Activists participate in the sHell No Flotilla part of the Paddle In Seattle protest. Nearly a thousand people from country gathered May 16, in Seattle's Elliot Bay for a family-friendly festival and on-land rally to protest against Shell's Arctic drilling plans. Photo credit: Greenpeace

12. Ocean zoning continues to gain traction as a key policy approach. The Waitt Institute's zoning-focused Blue Halo Initiative has been scaled up from the pilot project in Barbuda to launch two new partnerships, with the governments of Montserrat and Curaçao. Perhaps more importantly, at least a dozen other island nations are interested in developing similar comprehensive, science-based, community-driven sustainable ocean management plans for their waters.

13. Plastic microbeads are getting banned. New research shows that there are at least 15 trillion pieces of plastic in the ocean, at least three times more than previously thought. Plastic microbeads, the sneakiest tiny bits of plastic, are in all sorts of toiletries (like face scrubs and toothpaste). They end up in the ocean in droves, then in creatures' bellies and gills, and cause all sorts of problems. The good news is the US Senate and House of Representatives have passed bills that will ban the use of microbeads. Fear not! -- there are plenty of non-plastic, non-toxic ways to exfoliate.

14. An end to subsidies for unsustainable fishing is gaining steam. Much of the world's overfishing and illegal fishing is financed by government subsidies.
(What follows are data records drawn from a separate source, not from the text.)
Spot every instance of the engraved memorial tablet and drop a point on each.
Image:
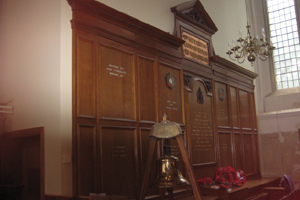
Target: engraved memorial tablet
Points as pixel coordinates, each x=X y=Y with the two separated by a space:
x=195 y=48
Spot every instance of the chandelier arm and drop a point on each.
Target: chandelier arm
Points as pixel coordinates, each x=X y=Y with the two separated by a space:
x=263 y=58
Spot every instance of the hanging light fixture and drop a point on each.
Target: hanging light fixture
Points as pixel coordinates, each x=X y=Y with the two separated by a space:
x=250 y=47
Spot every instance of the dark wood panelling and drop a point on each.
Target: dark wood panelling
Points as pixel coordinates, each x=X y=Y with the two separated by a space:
x=145 y=145
x=238 y=151
x=120 y=91
x=117 y=83
x=119 y=163
x=86 y=158
x=234 y=114
x=225 y=149
x=248 y=148
x=221 y=104
x=201 y=137
x=170 y=99
x=147 y=93
x=86 y=77
x=244 y=109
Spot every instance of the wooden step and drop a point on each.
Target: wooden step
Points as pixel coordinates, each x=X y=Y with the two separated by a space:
x=249 y=190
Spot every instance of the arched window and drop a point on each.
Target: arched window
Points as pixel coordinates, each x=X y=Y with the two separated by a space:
x=283 y=18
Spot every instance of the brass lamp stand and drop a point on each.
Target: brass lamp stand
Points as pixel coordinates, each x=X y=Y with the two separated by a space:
x=169 y=175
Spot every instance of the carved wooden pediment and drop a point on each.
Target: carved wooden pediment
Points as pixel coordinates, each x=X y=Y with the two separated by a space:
x=194 y=12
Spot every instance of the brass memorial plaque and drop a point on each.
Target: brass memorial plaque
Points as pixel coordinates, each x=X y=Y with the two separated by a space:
x=202 y=137
x=195 y=48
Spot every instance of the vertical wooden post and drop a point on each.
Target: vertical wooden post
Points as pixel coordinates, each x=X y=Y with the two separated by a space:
x=145 y=184
x=188 y=167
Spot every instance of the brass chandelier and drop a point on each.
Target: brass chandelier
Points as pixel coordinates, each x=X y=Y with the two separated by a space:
x=250 y=47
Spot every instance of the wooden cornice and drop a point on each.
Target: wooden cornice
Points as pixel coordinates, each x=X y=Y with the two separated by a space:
x=233 y=67
x=101 y=11
x=194 y=13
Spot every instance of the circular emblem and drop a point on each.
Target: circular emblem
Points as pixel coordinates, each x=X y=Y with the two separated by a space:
x=221 y=94
x=200 y=99
x=170 y=81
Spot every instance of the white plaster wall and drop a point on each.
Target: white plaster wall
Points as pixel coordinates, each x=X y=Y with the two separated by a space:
x=35 y=75
x=35 y=65
x=228 y=15
x=278 y=116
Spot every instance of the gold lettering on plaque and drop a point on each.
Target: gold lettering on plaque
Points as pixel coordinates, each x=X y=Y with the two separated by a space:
x=195 y=48
x=202 y=135
x=116 y=70
x=119 y=151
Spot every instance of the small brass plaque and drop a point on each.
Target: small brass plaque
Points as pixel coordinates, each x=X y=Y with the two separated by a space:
x=195 y=48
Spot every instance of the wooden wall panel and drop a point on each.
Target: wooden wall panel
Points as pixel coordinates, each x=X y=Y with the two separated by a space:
x=253 y=111
x=238 y=151
x=147 y=92
x=86 y=138
x=126 y=75
x=234 y=107
x=145 y=145
x=225 y=149
x=256 y=154
x=86 y=73
x=119 y=170
x=221 y=104
x=244 y=109
x=201 y=125
x=170 y=98
x=117 y=83
x=248 y=149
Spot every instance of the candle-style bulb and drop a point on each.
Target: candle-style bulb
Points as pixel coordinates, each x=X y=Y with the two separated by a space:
x=240 y=33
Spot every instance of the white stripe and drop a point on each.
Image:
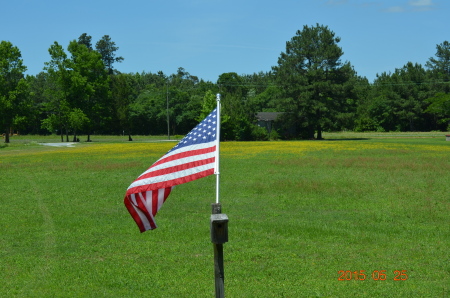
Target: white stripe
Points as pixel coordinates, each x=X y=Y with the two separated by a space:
x=179 y=162
x=140 y=213
x=148 y=202
x=189 y=148
x=160 y=197
x=172 y=176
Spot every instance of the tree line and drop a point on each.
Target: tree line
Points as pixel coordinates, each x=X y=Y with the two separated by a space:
x=79 y=92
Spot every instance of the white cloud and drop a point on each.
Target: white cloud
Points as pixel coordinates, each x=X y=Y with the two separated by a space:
x=420 y=2
x=394 y=9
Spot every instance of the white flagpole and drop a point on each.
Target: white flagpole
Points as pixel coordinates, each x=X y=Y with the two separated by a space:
x=217 y=172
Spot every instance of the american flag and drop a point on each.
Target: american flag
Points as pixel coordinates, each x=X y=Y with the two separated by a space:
x=192 y=158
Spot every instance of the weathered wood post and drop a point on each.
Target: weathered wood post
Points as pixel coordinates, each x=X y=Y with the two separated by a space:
x=219 y=235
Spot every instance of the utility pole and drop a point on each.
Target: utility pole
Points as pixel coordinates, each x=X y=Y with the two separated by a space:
x=167 y=101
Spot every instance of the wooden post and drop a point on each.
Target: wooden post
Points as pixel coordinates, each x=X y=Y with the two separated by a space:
x=219 y=235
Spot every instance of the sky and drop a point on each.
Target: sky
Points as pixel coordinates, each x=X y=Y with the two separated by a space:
x=211 y=37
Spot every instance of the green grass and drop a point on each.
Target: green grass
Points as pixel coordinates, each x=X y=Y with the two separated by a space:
x=299 y=212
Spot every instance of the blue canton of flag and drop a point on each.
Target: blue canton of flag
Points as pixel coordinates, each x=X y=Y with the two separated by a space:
x=192 y=158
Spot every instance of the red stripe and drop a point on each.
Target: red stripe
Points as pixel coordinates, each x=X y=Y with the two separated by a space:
x=170 y=183
x=141 y=206
x=184 y=154
x=167 y=191
x=177 y=168
x=134 y=214
x=155 y=195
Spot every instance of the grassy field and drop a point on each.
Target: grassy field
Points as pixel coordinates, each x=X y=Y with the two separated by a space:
x=335 y=218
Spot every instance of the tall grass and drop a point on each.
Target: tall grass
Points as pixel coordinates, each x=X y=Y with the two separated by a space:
x=299 y=213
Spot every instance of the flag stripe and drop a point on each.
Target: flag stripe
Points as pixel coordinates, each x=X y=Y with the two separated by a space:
x=180 y=179
x=178 y=168
x=178 y=156
x=192 y=158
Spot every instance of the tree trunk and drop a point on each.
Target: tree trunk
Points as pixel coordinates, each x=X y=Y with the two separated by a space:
x=319 y=132
x=6 y=136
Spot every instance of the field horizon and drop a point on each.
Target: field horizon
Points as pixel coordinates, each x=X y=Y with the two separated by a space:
x=363 y=214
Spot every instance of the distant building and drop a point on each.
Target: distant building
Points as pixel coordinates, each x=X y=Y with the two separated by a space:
x=265 y=119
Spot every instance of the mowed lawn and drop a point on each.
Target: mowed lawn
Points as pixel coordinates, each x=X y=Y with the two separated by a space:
x=366 y=216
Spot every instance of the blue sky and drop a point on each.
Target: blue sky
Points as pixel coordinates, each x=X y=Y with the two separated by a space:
x=211 y=37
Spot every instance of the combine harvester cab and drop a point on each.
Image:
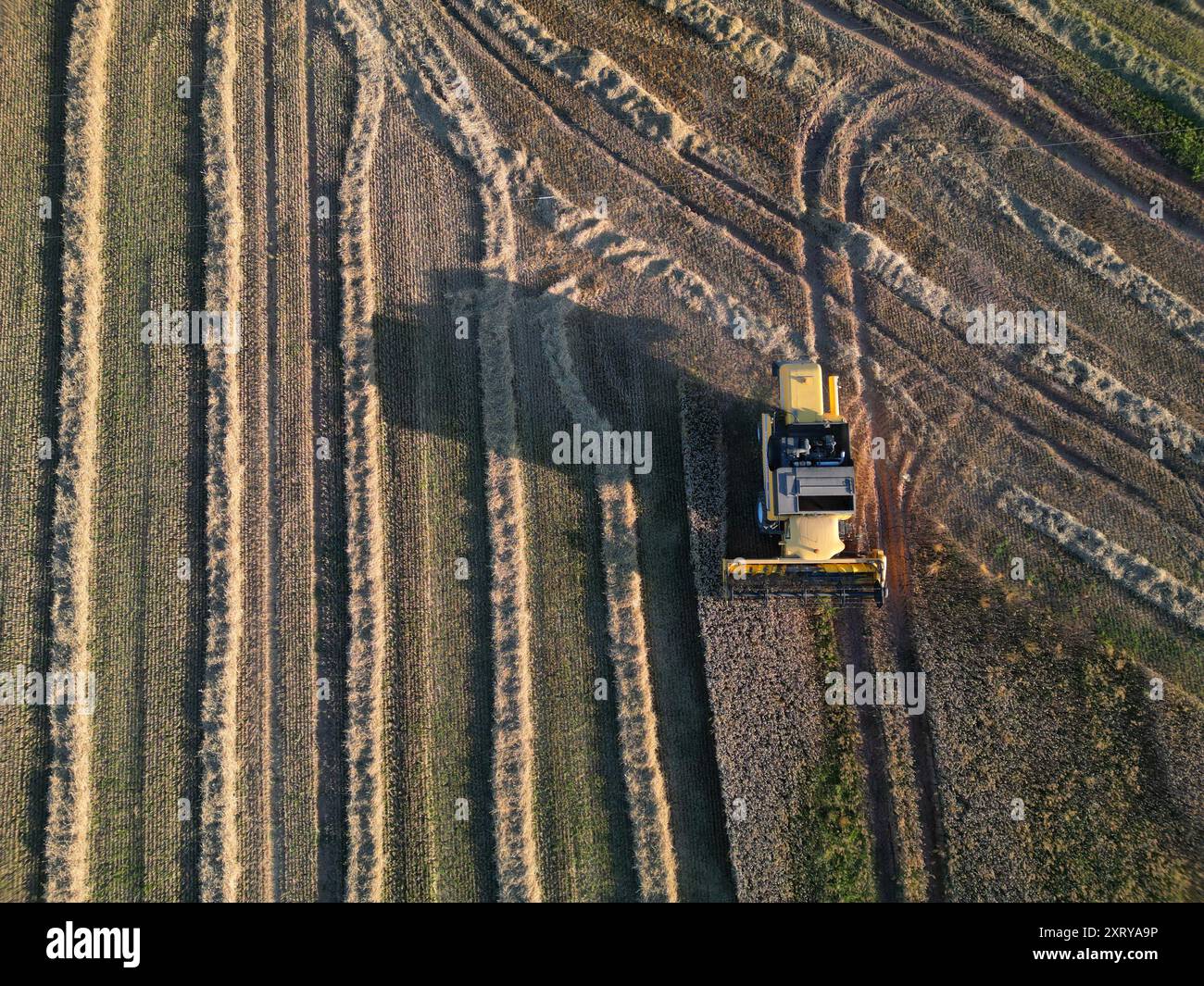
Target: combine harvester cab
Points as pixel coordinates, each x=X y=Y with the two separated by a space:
x=807 y=500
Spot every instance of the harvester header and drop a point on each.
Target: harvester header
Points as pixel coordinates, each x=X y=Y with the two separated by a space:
x=807 y=501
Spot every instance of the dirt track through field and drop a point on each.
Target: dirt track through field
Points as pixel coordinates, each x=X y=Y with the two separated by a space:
x=219 y=857
x=272 y=768
x=892 y=540
x=70 y=790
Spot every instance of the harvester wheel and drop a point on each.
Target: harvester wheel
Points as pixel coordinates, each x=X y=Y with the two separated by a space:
x=763 y=524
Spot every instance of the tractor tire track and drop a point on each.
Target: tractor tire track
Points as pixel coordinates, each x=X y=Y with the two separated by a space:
x=219 y=852
x=892 y=540
x=365 y=529
x=829 y=132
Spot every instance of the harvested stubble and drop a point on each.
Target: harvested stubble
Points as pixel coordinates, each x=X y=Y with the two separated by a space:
x=1115 y=51
x=600 y=237
x=70 y=791
x=1046 y=815
x=365 y=529
x=292 y=701
x=1132 y=571
x=749 y=46
x=597 y=75
x=646 y=802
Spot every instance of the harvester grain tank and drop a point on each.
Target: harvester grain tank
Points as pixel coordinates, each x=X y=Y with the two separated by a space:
x=808 y=500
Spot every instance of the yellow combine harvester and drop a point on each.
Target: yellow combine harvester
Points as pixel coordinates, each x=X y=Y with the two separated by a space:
x=807 y=500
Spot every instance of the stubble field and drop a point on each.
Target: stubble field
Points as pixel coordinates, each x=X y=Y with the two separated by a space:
x=357 y=633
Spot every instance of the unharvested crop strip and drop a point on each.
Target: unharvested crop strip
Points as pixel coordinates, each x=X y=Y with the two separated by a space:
x=1114 y=51
x=70 y=794
x=1138 y=574
x=219 y=864
x=758 y=51
x=365 y=528
x=648 y=805
x=446 y=104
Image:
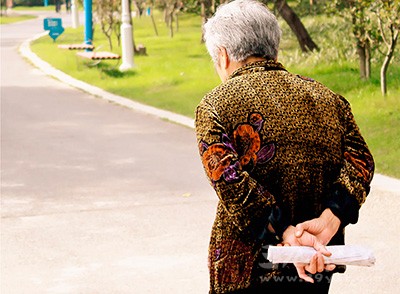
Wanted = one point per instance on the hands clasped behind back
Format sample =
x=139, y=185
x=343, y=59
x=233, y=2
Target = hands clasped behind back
x=315, y=233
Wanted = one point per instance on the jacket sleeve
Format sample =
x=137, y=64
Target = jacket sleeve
x=249, y=205
x=353, y=184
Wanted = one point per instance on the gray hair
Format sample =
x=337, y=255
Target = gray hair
x=245, y=28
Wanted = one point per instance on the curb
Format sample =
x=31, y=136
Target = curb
x=26, y=52
x=380, y=181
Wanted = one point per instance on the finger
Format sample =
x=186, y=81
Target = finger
x=330, y=267
x=321, y=248
x=320, y=263
x=312, y=266
x=302, y=273
x=300, y=228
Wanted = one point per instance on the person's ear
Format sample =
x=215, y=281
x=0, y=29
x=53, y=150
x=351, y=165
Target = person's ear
x=224, y=58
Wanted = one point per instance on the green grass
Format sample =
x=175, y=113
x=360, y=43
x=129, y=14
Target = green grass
x=6, y=19
x=177, y=73
x=35, y=8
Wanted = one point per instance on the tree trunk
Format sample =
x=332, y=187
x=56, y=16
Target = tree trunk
x=295, y=24
x=386, y=62
x=362, y=60
x=367, y=61
x=154, y=22
x=203, y=18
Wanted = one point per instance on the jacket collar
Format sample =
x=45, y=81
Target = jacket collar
x=257, y=66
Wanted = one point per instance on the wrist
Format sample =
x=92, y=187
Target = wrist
x=331, y=220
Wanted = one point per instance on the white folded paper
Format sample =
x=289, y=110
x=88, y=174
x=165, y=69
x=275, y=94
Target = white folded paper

But now, in a WTO Ministerial Statement, 27 countries have committed to ending subsidies "that negatively affect overfished fish stocks" or that support IUU fishing. This is also a target of the UN's new ocean goal (see #2 above).

15. The COP 21 climate agreement mentioned the ocean. Given that the ocean is the majority of the planet and a lynchpin of the climate system and carbon cycle, it's a bit nutty that just getting the ocean mentioned was something we needed to fight for. However, the ocean was not originally included in the agreement's text, and it is due to strong collective presence of the ocean community at COP 21 that the ocean got mentions in the final document. Yet, note this analysis of how the agreement is not nearly as lovely, equitable, and transformative as most reporting would have you believe, and that it's certainly insufficient for saving coral reefs.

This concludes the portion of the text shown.